Options 1 &2 were shot down. The basis for my theory for option 2 was faulty. I was still operating on old information, in which he didn't want me to leave, initially. But he has since realized, I guess, that he is better with me not close by. I have to admit, it is super frustrating to always be on the opposite page. Found out during our conversation tonight that we weren't even on the same page to begin with. But, here's the deal, that John Mayer song, "half of my heart", well- Before I moved there, he let the part of his heart out that was falling in love with me out, and when he let pieces of the other half out, I was under the impression that he was just being cautious. But then the other half of his heart won out, and the acreage that I had started shrinking.
Option 1 I'm not quite ready for- because I still think I'm better because of him.
Option 3. What does it look like? I'm not sure.

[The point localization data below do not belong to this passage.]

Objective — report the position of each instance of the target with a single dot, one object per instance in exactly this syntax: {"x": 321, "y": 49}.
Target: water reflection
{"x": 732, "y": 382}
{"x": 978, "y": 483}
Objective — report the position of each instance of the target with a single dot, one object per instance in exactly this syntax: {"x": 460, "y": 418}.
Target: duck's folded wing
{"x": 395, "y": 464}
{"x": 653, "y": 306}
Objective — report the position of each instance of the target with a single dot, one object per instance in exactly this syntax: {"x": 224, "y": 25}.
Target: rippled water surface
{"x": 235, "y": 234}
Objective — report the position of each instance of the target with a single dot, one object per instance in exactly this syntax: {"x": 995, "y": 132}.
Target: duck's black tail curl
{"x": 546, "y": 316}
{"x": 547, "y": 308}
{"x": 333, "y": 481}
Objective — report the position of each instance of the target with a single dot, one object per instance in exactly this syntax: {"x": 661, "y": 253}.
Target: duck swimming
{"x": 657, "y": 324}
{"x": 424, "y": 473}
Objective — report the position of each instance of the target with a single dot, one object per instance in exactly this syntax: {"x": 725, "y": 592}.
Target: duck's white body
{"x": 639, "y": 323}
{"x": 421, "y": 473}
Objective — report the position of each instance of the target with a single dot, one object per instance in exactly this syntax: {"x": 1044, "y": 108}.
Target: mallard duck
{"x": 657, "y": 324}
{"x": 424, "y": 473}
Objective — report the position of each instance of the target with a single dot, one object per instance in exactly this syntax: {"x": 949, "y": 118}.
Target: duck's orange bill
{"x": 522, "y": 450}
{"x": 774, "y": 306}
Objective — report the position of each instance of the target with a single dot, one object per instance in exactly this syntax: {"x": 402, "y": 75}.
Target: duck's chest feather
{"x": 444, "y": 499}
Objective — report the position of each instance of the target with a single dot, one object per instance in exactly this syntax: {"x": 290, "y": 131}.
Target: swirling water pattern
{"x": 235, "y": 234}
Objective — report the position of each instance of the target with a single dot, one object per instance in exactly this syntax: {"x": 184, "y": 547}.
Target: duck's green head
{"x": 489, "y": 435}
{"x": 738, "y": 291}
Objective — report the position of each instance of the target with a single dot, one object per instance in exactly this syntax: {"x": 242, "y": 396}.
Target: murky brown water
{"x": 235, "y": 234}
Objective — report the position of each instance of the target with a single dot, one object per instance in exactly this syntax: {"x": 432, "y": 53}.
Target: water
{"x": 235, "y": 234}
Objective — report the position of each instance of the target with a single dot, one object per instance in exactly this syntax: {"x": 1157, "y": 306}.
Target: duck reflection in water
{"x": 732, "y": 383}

A lot like 1, to be perfectly honest with you. The doing life together is not going to happen, so I have had to retract my feelings enough to be okay with that. Instead of letting him have all the acreage in my head and heart, I have to be an indian giver and take it back. But, he doesn't want it anyway, so no worries there.
So what remains? The fond memories, enduring love....but that's all it can be.
I had already let go of my hopes for the future, and then I had to stop wallowing, and now... now I have had to let go of the memory of the other half of his heart, and the dream house on acreage I had started to build- but was then destroyed.
I am fine alone. It's much simpler. Not as rewarding, and not as edifying, but ever so much easier.